Trêve de misanthropie mal placée, Psychotria, dernière livraison en date de Paerer, est aussi sa plus engagée, sa plus risquée également, même si elle se clôt sur une note d’espoir, d’émancipation et de spiritualité, avec un Ecstatic Trance de Cyberlife qui fleure bon le Transglobal Underground. Certains y verront peut être un consensus un peu trop marqué par l’air du temps. Cela prouve néanmoins que la structure, confrontant l’imaginaire et le récit de deux artistes émergents sur notre époque dystopique, et qui trouvent là un support d’expression de choix (finement masterisé par Scan-X, s’il vous plaît), ne se veut aucunement sombrer dans la résignation, ni accepter l’aporie, et aspire au contraire à repousser toujours un peu plus ses limites et aller au delà de sa zone de confort, si précaire et réduite soit elle. Sous ses airs à la Stroboscopic Artefacts, cette sortie, toute en tensions, et qui arrive aussi dans un contexte extrêmement sensible, reprend à son compte un esprit défricheur qui mérite à lui seul d’être salué, qui plus est par les temps qui courent.

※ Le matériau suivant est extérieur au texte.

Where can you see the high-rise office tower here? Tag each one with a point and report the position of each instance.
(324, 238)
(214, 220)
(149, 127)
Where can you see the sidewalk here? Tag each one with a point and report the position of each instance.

Comme si abattre chacun des remparts qui nous acculent toujours un peu plus n’avait jamais pris un sens si crucial et créatif, ni autant constitué la nature de la structure lilloise, qui délivre par là aussi un message d’urgence dans notre psyche collective. Faisons grâce donc à Paerer d’avoir eu le courage d’ouvrir la voie, sans complaisance. Reste à espérer que d’autres après lui la suivront.